The problem in management is that strongly opinionated people become so over powering that none of their subordinates dares to challenge them. They either try to ignore their opinionated manager and do what they believe needs to be done behind their manager’s back, or (even worse) they simply give up bothering.

In my opinion, (deliberate use of the phrase) managers should not share their opinions too widely. They should encourage creative thought and this happens least in the presence of a strongly opinionated person. (That’s why I tend to leave the room when I lay down the challenge to my team to solve a particular problem).

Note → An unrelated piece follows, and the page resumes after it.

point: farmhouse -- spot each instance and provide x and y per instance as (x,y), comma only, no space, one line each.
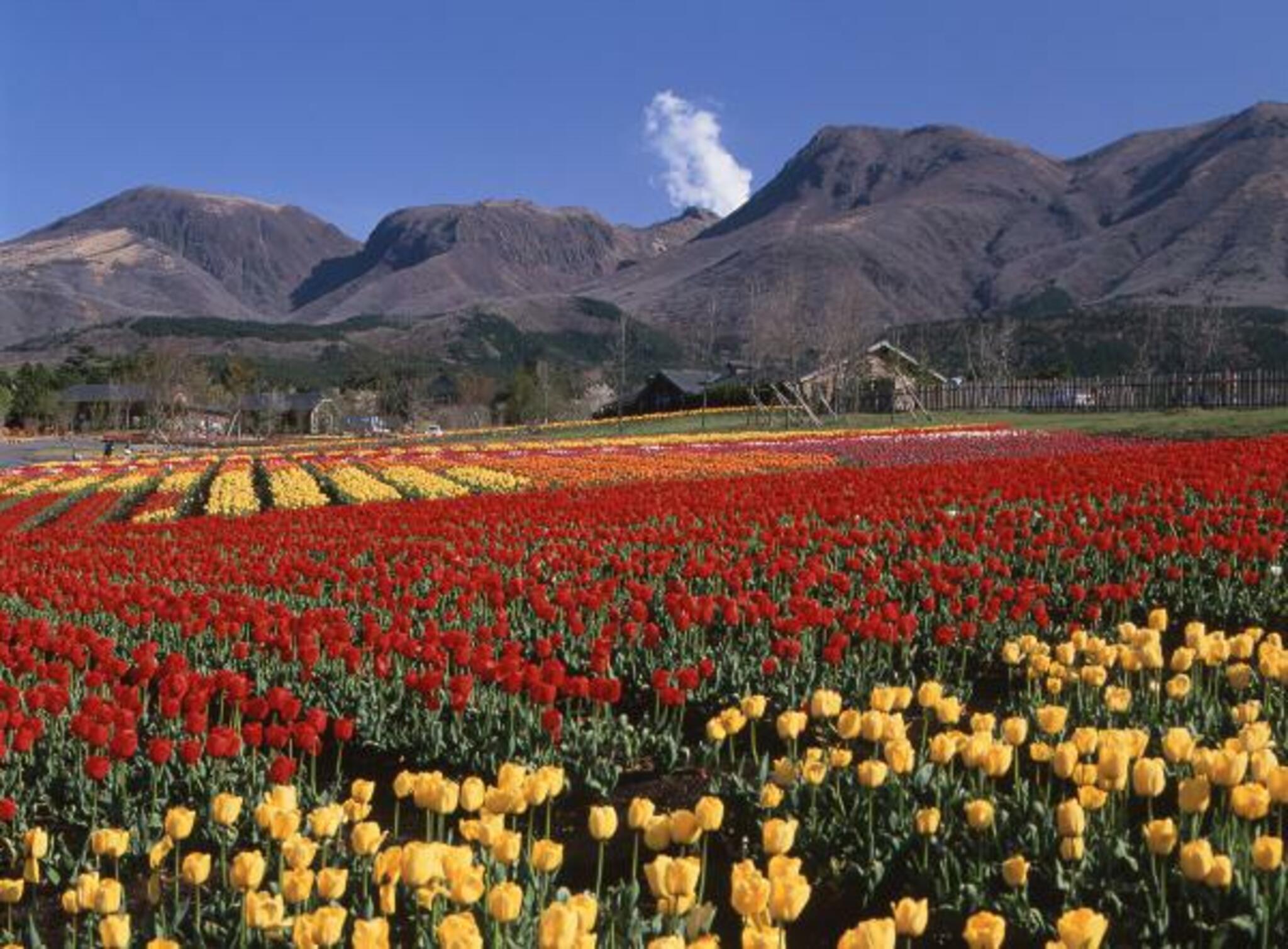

So my message this week is: If you find yourself saying ‘in my opinion’ more than once a day, then you probably have a problem. Instead of broadcasting your opinions you must learn to ask, ‘are you asking for my opinion or my advice?’ The two things are very different. Advice guides the receiver into drawing their own conclusion, while an opinion (especially from a superior in the workplace) sets down the fundamental position or belief of that person. Thus the only way that a subordinate can move forward is either to accept the opinion as fact or dare to try to challenge it. In any case opinions result in personal battles and fierce arguments whereas ‘suggestions’ and ‘ideas’ are open for debate and creative thought, without the need for direct confrontation.

I challenge you to see if you can get through a whole week without saying ‘in my opinion’ even once. For many people it will be far harder than eating a jam donut without licking their lips!

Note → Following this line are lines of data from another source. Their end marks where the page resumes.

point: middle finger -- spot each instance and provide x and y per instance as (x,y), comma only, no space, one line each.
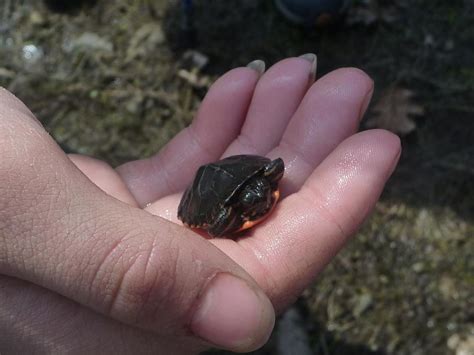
(276,98)
(330,112)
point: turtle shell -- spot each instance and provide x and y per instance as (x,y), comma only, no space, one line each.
(215,185)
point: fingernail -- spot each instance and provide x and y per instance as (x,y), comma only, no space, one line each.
(366,102)
(233,315)
(313,59)
(257,65)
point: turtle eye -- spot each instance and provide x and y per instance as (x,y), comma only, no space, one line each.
(255,193)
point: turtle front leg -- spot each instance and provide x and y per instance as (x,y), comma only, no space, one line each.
(227,222)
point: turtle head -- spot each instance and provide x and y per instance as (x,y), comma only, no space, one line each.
(256,197)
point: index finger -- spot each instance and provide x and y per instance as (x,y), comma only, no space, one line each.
(217,123)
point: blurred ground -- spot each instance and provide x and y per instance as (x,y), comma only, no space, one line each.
(109,80)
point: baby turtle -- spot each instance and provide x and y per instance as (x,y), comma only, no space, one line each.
(232,194)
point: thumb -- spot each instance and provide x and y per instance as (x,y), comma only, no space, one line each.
(60,231)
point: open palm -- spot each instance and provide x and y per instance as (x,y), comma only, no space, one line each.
(332,180)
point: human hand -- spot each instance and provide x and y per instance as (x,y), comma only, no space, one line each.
(134,283)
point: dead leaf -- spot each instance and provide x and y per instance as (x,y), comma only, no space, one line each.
(393,110)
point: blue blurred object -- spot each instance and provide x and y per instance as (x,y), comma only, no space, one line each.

End note: There is only one thing worse than begining a sentence with ‘in my opinion’ and that is with ‘in my humble opinion’. Our opinions are seldom humble and when we consider them to be, we are at our most hypocritical!

Sunday, March 2, 2008

"Ours is the age, that is proud of machines that think and suspicious of men who try to think"

Mumford Jones

I once saw this quote as a tag line at the bottom of a project manager’s e-mail signature. It certainly grabbed my attention and at first sight made me think that perhaps it conveyed a deep seated truth. So when this week I overheard a lunch conversation where someone stated that the most common cause of house fire in Finland today was Sauna’s catching fire by people who were switching them on remotely via their mobile phones (forgetting that they had left clothes or towels in them), I asked my self is this something anyone should be proud of?

It seems that mobile phones are now able to control multiple devices all over the world and as long as they hook up to some kind of domotic device almost anything is possible… Yet I was wondering if it might be the case that this technology could add any useful advantage to project and interim managers? And the more I thought, the less convinced I became.

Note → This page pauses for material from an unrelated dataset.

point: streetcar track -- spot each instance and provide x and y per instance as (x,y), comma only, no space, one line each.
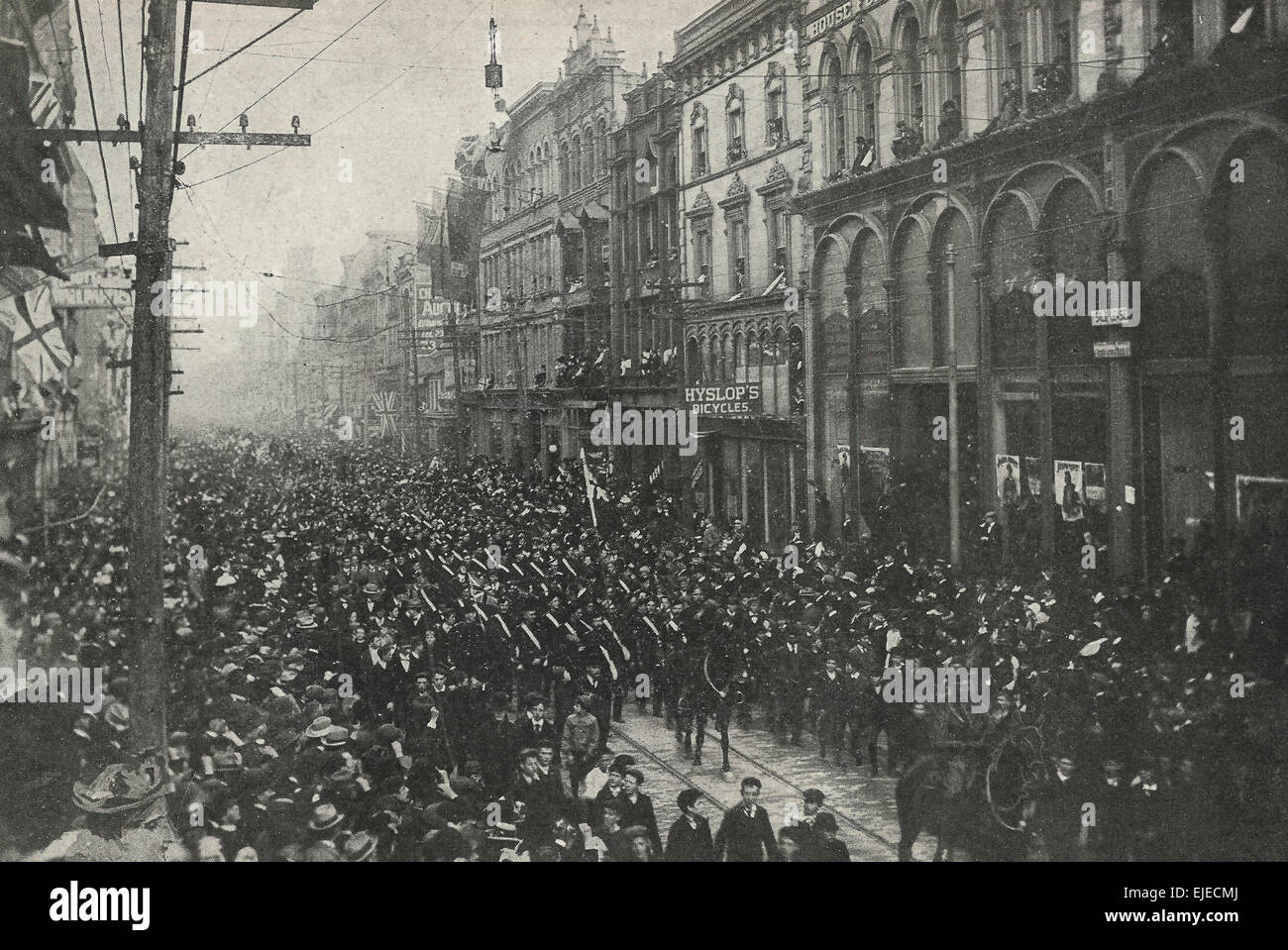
(671,770)
(836,812)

If you have ever had to manage teams of people remotely, you will know how hard it is to ‘read’ the current status of a project, you have their words, via the phone and timesheets via e-mail, but it is almost impossible to actually get a feel for the real status. For example, when the remote team are in their office in Connecticut or Calcutta (or wherever they might be) are they actually working constructively, or are they fooling around or even debating all day?

It is hard enough sometimes to adjust to different cultures of companies (some like to debate every fine detail) others seem to just get on and delegate, putting the sole responsibility on the shoulders of the executor. So any device, to assist the remote control of projects would be great, but all we seem to be focusing on is knowing how warm our fridge is or to program the TV. There must be better applications that can help company managers perform more efficiently?

This week I am switching my preferred communication protocol for remote project meetings to Skype video conferencing, I am a late adopter it seems? I am curious to know how effective it will be or whether I will be shortly switching back to landlines, planes and mobile phones?